29 Penyanyi Gugat UU Hak Cipta ke MK, Raisa hingga Armand Maulana

JAKARTA – Sebanyak 29 penyanyi ternama Indonesia menggugat Undang-Undang Nomor 28 Tahun 2014 tentang Hak Cipta ke Mahkamah Konstitusi (MK) pada 7 Maret 2025. Gugatan ini tercatat dengan nomor registrasi 33/PUU/PAN.MK/AP3/03/2025 dan juga diajukan melalui kelompok yang menamakan diri Pergerakan Satu Visi atau Vibrasi Suara Indonesia (VISI).
Para pemohon gugatan termasuk nama-nama musisi besar seperti Armand Maulana, Ariel NOAH, Raisa, Titi DJ, serta Afgan. Selain itu, ada juga Nadin Amizah, Bernadaya, Tantri Kotak, Rossa, Bunga Citra Lestari (BCL), hingga penyanyi senior seperti Vina Panduwinata juga Ruth Sahanaya.
Mereka menganggap beberapa pasal di UU Hak Cipta yang dimaksud tidak ada adil terhadap kepentingan penyanyi.

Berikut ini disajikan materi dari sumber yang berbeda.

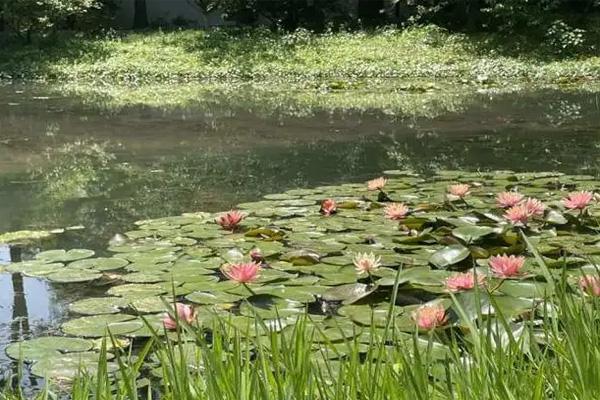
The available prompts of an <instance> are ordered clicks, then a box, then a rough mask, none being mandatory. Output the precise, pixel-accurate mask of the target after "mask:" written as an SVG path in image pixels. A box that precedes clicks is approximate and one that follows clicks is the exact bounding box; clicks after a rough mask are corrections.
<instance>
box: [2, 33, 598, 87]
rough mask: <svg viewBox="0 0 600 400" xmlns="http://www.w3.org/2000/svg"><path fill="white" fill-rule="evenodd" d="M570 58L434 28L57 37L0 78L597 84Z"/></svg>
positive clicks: (533, 41) (100, 79)
mask: <svg viewBox="0 0 600 400" xmlns="http://www.w3.org/2000/svg"><path fill="white" fill-rule="evenodd" d="M556 36H557V35H553V37H556ZM559 37H562V38H563V39H562V40H567V43H573V40H570V39H568V38H567V39H564V36H559ZM573 48H574V47H573V46H572V45H571V46H570V47H569V49H570V50H573ZM577 54H578V55H579V56H580V59H579V60H578V61H577V62H569V61H565V60H562V56H560V55H557V54H556V52H555V51H549V50H548V48H547V47H545V46H543V45H542V44H540V42H539V41H533V42H532V41H529V40H528V39H527V38H523V37H520V36H515V37H513V40H511V41H510V43H507V41H506V40H505V36H503V35H489V34H488V35H484V36H478V35H471V36H467V35H465V34H452V33H449V32H448V31H446V30H444V29H441V28H438V27H435V26H427V27H414V28H409V29H405V30H398V29H381V30H378V31H375V32H352V33H349V32H339V33H327V34H314V33H311V32H309V31H307V30H298V31H296V32H293V33H280V32H271V31H269V30H266V29H215V30H210V31H199V30H185V31H176V32H152V33H143V34H124V35H119V36H118V37H115V36H114V35H113V36H106V37H102V38H90V37H81V36H77V35H64V36H59V37H57V38H56V40H55V41H54V43H47V44H46V45H45V46H44V47H43V51H39V47H38V46H23V45H22V44H21V45H8V46H3V47H2V48H0V76H7V77H9V78H13V79H19V78H21V79H43V80H56V81H62V82H79V83H83V82H87V83H95V84H97V85H99V86H102V85H103V84H106V83H118V84H123V83H131V84H135V85H136V86H137V85H140V84H142V83H146V84H154V83H159V82H160V83H161V84H165V83H169V84H172V83H188V82H207V81H208V82H221V83H228V84H231V83H234V82H249V81H251V82H254V83H255V84H261V85H263V84H265V83H267V84H275V83H281V84H285V85H287V87H290V86H293V87H297V88H301V89H306V88H310V89H319V90H328V91H329V90H343V89H351V88H356V87H360V85H361V81H364V80H367V79H374V78H377V79H388V78H402V79H409V78H410V79H411V80H414V79H420V78H424V79H443V80H445V81H446V82H451V81H454V82H457V81H458V82H464V81H479V79H480V77H481V76H485V80H484V83H486V84H490V83H498V84H506V83H515V82H532V81H534V82H537V83H548V82H551V83H567V82H572V83H573V82H581V81H588V80H593V79H595V78H596V77H597V76H598V73H599V71H600V64H599V59H598V58H597V57H592V56H593V55H596V54H597V49H596V50H593V51H590V52H589V54H586V53H583V54H579V53H577Z"/></svg>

Terutama terkait hak sektor ekonomi dari performing rights (hak pertunjukan) serta mekanisme pembagian royalti.
“Pokok perkara: Permohonan pengujian materil Undang-Undang Nomor 28 Tahun 2014 tentang Hak Cipta,” tulis keterangan di gugatan yang dimaksud disitir dari situs resmi Mahkamah Konstitusi, Selasa (11/3/2025).
Undang-Undang Nomor 28 Tahun 2014 tentang Hak Cipta dirancang untuk melindungi hak eksklusif pencipta lagu, seniman pertunjukan, produser rekaman, juga lembaga penyiaran.
Pasal 87 Undang-Undang ini menyatakan bahwa pemakaian komersial lagu atau musik pada layanan umum wajib memperoleh izin dari pemegang hak cipta serta membayar royalti5.
Namun, Undang-Undang ini dianggap tak secara jelas mengatur hak penyanyi di hal performing rights. Terutama terkait pembagian royalti juga kewajiban izin segera dari pencipta lagu.
Gugatan ini muncul di area sedang memanasnya polemik hak cipta dalam bidang musik Indonesia. Termasuk persoalan hukum Agnez Mo vs Ari Bias yang mana baru cuma diputus pengadilan pada Januari 2025.
Seperti diberitakan sebelumnya, putusan Pengadilan Niaga Ibukota Indonesia Pusat pada 30 Januari 2025 yang mengungguli Ari Bias menyatakan Agnez Mo bersalah. Pelantun Matahariku ini juga diwajibkan membayar ganti kehilangan sebesar Rp1,5 miliar untuk Ari Bias.